Now, just to be clear, the 'Goo is not trying sing unsung verbiage in favor of Man; his "devastations"* are clearly bathed in cologne, outfitted with D&G briefs and square-toed leather while raving on Croatian shores or voguing some of Helmut Berger's butcher roles. Yet who, in questionable taste, wouldn't find that appealing? The "straighter" the role, the "better" Berger is. The very inanity of Man's show was its most appealing aspect: a predictably morose mixture of nth-gen Tuymans with nth-gen Beuys, topped off with a formerly-curtained "miami wice" patina. While I may be out on a limb here but Man's show seemed the perfect contemporary art analogue to the elegant, Eurocentric trashfests so common to the film work of Andrzej Zulawski, Walerian Borowczyk, Juan Lopez Moctezuma, post-Secret Things Jean-Claude Brisseau, Donald Cammell, Jean Rollin, pre-Caligula Tinto Brass, to name but a few. Perhaps the reason why Smith was unwilling to digest Man's generic cuisine is potentially due to the fact that American audiences understanding of B pictures is largely mainstream fare writ small fry, lo-fi spectacles that maintain an approximation of hollywood razzle dazzle as their bottom line. It is a rarity to find post-'60s American films that so wholeheartedly lollygag in the limbo between pretension and late-nite Cinemax—DePalma, Hellman, Downey Sr., Michael Tolkin and maybe Eric Mitchell's films being notable exceptions (BTW let's not bring Tarantino into the picture...). Is it any wonder Warhol's "Hollywood" films were produced in Italy?

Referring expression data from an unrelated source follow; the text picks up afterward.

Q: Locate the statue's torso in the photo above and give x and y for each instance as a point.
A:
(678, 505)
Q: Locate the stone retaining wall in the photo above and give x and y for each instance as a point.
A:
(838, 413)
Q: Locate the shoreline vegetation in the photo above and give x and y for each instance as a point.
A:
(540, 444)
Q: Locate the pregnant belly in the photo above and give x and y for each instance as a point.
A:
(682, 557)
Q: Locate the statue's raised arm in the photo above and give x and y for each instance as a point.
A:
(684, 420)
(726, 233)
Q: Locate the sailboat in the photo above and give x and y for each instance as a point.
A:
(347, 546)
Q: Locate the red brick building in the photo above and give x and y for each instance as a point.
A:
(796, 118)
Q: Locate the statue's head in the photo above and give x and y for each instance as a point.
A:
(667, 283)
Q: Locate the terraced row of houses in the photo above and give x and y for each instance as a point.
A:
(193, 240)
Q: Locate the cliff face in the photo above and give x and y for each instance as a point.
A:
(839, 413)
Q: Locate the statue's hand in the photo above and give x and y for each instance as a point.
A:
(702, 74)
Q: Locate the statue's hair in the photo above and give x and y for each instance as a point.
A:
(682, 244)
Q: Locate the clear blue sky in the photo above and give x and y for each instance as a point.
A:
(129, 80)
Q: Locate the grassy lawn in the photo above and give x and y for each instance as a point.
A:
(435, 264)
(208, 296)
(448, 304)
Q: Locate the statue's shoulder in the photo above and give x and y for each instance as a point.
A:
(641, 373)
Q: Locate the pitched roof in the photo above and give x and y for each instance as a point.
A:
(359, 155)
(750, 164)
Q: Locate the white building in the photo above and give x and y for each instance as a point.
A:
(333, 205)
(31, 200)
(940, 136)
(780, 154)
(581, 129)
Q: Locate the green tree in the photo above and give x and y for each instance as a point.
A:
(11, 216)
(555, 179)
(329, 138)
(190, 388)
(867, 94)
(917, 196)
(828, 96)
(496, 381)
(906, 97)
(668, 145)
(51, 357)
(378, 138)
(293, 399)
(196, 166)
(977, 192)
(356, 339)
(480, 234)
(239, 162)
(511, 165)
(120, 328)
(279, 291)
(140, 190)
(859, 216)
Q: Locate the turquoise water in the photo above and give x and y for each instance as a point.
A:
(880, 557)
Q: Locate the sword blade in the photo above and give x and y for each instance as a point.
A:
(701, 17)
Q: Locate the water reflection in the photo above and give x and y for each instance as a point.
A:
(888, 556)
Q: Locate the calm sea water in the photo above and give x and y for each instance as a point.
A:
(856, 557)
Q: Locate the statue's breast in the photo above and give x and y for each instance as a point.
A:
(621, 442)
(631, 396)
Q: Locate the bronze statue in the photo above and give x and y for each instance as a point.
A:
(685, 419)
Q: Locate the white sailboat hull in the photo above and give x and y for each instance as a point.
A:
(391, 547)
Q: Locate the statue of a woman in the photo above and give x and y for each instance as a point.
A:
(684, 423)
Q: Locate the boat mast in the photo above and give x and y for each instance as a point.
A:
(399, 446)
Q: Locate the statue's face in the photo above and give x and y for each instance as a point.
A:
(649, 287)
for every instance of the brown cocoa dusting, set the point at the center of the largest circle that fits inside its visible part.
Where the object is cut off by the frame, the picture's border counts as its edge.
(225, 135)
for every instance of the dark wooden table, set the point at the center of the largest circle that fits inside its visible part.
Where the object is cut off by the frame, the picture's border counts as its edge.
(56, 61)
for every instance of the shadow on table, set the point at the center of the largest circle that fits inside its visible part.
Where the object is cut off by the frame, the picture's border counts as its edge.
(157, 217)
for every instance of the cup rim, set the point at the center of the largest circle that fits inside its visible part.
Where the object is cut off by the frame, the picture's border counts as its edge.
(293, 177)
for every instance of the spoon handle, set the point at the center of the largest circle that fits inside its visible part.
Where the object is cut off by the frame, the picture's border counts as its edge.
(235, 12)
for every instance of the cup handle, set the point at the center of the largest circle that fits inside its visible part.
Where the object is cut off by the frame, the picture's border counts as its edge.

*I put "devastations" in quotes as this is the preferred word that the Gladstone staff apparently uses to describe the similar work, attitude-wise, of Gregor Schneider



While mainstream film critics for sometime now have piled (with occasional reluctance) great value onto "bad" films, art critics—especially mainstream ones like Smith—are light years from ever generating such positive evaluations. Certainly the notoriety achieved by cult films is in part through their questionable relationship to formal quality, however their ever-valuable "success" is more importantly weighed on their ability to become a object of individuated cathexis, a revealing object of desire that exposes more the acculturated techniques of its viewing subject than whatever was dedicated to film. The evaluative relation between cultural object and viewing subject is, no doubt, at constant play within all cultural forms but finds one of its most explicit configurations in the deeply fetishized cult film genre—think only of the fanboys decorating their rooms and bodies with the films through which they find themselves.


Krebber-esque?

When art insists on pulling your heartstrings, camp can't be too far behind. As viewers' tissues soak up Man's sob-stories, they may soon find themselves drenched in post-Ceausescu kitsch, surrounded by a farce of feel-bad manias translated into commercial goods. Given a fanboy's unrequited love, Man's highly emotive "devastations" may have some value beyond their ostentatious price tag. The visibility granted to such highbrow mawkishness by an imposing gallery like Gladstone stands indicative of the emotional prerogatives of a specific consuming niche, a niche that unquestionably laps up Man's sturm-und-drang alongside Gladstone's other benighted apertifs, regional flavors that stretch from Iran to China to Tribeca. When credence can be lent to some of the culture industry's lesser inanities, why not let ourselves toss some to the fatuous "winners" of such an industry's most gilded, lotus-eating branch? Especially when these winners are potential Ishtars (or BrĂ¼nos) that barely slip through the ire of mainstream opinion, a mound of turd so foul that the concealed social relation intrinsic to its commodity form reveals itself as plainly as a pikestaff.